CRH is likely to benefit from the US’ biggest public-works spending package since the 1950s, and it rose steadily yesterday, adding €1.20, or 6.9 per cent, to finish up at €18.70. The expectation is that some analysts might now upgrade the stock on the back of Obama’s infrastructure package.
Elsewhere the rest of the market was also pretty buoyant, with Ryanair rising despite a jump in oil prices. It added 26 cent, or 8.5 per cent, to climb to €3.27. As Aer Lingus’ cabin crew voted to accept its redundancy plan, the stock stayed flat on the day, closing at €1.55.
Bank stocks also got a boost yesterday, although one broker noted that there was “no real conviction” in the bounce, and that it was a “pure mark-up on the back of the US boost”.
AIB was best on the day. It gained 30 cent, or 15.2 per cent, to advance to €2.27. Bank of Ireland was also strong on the day, and it added 13 cent, or 13.3 per cent to climb to €1.11, while Irish Life & Permanent advanced steadily all day to close up by 17 cent, or 10.4 per cent at €1.80.
Anglo Irish Bank was the laggard amongst financial stocks, although it still closed up by 4 cent, or 8.1 per cent at €0.55, despite having traded closer to €0.51 for most of the day.

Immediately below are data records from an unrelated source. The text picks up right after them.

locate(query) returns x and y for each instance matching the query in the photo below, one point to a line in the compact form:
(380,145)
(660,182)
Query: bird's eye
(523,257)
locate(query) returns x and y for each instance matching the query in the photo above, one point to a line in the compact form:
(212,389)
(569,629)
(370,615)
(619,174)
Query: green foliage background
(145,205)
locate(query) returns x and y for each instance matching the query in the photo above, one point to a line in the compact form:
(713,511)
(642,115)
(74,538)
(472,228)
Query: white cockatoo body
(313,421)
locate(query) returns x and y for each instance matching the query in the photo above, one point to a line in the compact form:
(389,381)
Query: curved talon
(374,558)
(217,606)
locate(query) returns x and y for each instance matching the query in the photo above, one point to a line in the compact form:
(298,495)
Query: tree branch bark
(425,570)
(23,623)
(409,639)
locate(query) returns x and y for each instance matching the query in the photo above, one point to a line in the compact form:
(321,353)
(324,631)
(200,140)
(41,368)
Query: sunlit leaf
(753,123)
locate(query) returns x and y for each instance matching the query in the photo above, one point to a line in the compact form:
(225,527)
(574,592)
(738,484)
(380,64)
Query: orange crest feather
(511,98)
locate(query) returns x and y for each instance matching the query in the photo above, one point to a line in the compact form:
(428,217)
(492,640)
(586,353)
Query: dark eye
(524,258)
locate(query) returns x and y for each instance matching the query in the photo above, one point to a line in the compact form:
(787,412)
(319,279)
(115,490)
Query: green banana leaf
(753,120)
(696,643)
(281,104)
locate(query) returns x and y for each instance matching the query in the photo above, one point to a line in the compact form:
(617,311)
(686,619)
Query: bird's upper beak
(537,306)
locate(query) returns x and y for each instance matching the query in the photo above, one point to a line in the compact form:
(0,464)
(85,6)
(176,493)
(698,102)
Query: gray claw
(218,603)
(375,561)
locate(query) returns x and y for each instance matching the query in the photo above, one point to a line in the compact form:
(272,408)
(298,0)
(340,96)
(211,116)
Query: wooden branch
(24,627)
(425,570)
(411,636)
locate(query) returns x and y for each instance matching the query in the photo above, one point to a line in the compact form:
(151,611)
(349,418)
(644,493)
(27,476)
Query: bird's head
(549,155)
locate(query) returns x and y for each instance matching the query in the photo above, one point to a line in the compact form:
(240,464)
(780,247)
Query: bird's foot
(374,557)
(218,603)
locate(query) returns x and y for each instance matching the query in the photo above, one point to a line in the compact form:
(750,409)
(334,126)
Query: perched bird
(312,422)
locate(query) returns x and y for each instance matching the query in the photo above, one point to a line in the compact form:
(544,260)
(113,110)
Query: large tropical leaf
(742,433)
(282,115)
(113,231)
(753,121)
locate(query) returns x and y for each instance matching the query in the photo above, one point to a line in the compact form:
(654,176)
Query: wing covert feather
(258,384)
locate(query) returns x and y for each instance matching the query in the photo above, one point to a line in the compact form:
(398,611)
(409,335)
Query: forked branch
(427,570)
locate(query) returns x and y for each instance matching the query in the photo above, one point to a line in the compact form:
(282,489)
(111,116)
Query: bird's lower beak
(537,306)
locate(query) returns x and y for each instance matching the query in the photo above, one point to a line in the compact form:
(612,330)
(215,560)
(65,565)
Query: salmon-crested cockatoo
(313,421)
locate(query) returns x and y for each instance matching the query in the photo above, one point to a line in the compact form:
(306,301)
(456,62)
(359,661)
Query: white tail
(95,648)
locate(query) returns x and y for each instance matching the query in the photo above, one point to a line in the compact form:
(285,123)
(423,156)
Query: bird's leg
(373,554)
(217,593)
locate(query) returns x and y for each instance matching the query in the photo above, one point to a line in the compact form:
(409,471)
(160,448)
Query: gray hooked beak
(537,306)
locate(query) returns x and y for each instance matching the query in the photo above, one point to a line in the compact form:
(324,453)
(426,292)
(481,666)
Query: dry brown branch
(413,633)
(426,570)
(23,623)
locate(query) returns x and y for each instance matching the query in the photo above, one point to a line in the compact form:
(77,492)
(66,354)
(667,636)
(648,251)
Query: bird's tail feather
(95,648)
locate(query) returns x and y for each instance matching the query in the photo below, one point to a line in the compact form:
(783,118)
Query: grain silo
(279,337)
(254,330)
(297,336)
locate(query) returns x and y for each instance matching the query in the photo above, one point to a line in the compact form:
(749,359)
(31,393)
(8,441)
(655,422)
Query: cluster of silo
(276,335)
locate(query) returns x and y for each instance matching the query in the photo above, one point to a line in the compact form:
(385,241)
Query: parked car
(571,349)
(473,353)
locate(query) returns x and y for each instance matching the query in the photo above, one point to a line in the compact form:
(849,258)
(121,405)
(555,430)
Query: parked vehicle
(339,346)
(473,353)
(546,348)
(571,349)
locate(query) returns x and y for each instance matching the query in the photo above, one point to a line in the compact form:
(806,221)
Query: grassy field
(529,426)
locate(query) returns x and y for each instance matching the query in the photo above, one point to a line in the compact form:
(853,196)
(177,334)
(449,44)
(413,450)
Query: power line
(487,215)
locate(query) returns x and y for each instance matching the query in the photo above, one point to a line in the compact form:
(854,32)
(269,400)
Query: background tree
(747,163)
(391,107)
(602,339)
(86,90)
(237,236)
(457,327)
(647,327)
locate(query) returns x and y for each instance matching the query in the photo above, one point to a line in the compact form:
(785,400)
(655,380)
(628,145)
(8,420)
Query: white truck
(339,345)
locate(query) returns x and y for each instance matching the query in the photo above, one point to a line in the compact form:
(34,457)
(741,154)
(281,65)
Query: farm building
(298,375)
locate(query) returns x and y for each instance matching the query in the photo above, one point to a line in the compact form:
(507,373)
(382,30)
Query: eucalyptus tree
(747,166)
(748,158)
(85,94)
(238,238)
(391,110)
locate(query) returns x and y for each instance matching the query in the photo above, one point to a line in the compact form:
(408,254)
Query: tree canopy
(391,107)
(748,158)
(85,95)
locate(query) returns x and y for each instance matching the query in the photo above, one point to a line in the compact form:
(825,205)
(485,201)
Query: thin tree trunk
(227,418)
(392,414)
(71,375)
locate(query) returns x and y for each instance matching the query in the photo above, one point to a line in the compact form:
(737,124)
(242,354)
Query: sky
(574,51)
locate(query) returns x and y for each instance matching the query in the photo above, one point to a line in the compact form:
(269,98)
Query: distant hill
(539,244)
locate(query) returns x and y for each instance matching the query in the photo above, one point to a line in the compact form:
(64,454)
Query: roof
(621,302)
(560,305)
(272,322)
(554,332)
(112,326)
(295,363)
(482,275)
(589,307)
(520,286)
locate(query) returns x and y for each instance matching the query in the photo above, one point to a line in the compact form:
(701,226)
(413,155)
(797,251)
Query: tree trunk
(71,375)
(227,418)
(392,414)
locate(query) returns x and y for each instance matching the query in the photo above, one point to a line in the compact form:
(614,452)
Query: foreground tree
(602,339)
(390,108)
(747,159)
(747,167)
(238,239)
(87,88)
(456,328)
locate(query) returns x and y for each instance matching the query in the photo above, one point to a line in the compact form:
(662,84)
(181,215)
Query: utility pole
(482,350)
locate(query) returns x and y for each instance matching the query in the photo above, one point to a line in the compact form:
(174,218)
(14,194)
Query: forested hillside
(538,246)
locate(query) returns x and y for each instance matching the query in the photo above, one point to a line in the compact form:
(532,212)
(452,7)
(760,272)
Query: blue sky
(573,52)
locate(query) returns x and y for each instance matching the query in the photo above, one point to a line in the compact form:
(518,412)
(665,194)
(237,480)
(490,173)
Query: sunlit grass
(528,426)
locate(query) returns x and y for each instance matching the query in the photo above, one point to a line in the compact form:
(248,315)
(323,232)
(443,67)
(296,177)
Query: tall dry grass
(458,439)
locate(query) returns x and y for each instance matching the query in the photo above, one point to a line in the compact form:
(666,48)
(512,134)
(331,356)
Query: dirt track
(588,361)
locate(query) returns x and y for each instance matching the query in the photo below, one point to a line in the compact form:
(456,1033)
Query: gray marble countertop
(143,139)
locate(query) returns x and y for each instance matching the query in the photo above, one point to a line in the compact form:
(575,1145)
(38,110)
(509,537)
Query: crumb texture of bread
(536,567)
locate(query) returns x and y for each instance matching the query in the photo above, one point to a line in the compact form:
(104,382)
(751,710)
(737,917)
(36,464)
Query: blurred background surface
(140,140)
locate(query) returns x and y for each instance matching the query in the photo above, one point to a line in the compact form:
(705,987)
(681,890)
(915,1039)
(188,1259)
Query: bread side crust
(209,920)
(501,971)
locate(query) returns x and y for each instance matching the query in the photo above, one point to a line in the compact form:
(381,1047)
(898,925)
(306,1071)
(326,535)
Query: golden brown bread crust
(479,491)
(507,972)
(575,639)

Kerry Group was hit by the ban on Irish pork products announced at the weekend, and it lost 80 cent, or 4.8 per cent, to close down at €15.90. Other food groups with less exposure to pigmeats performed better, with Greencore adding 5 cent, or 6.3 per cent, to climb to €0.85 and Glanbia climbing by 5 cent or 2.6 per cent to finish at €1.94.
Drinks group C&C also rallied yesterday, adding 14 cent, or 13.2 per cent, to finish the day up at €1.17.
Tullow Oil was very strong on the back of speculation that it has been approached to sell an oil field in Uganda. It advanced by 30 cent, or 5.8 per cent to €5.55.
In the US, Obama’s public spending package sent the S&P 500 to a one-month high, as U.S. Steel Corp. and Alcoa Inc. climbed at least 16 per cent, and Chevron Corp added more than 5 per cent. By 11.31, the S&P 500 was up by 3.5 per cent to 906.94, while the Dow Jones Industrial Average had added 300.51 points, or 3.5 percent, to climb to 8,935.93.
Across Europe, stocks also rallied on the back of the plan. The Dow Jones Stoxx 600 Index gained 6.7 per cent to rise to 202.61, the most in two weeks, while France’s CAC 40 rose by 8.7 per cent, with Total SA jumping 11 percent. Germany’s DAX added 7.6 per cent, led by Siemens and Deutsche Boerse AG.
In the UK, firms with exposure to commodities benefited from the plan, with Royal Dutch Shell Plc, BP Plc and Anglo American Plc all rallying by more than 6 per cent. Overall, the FTSE 100 gained 250.69, or 6.2 per cent, to advance to 4,300.06.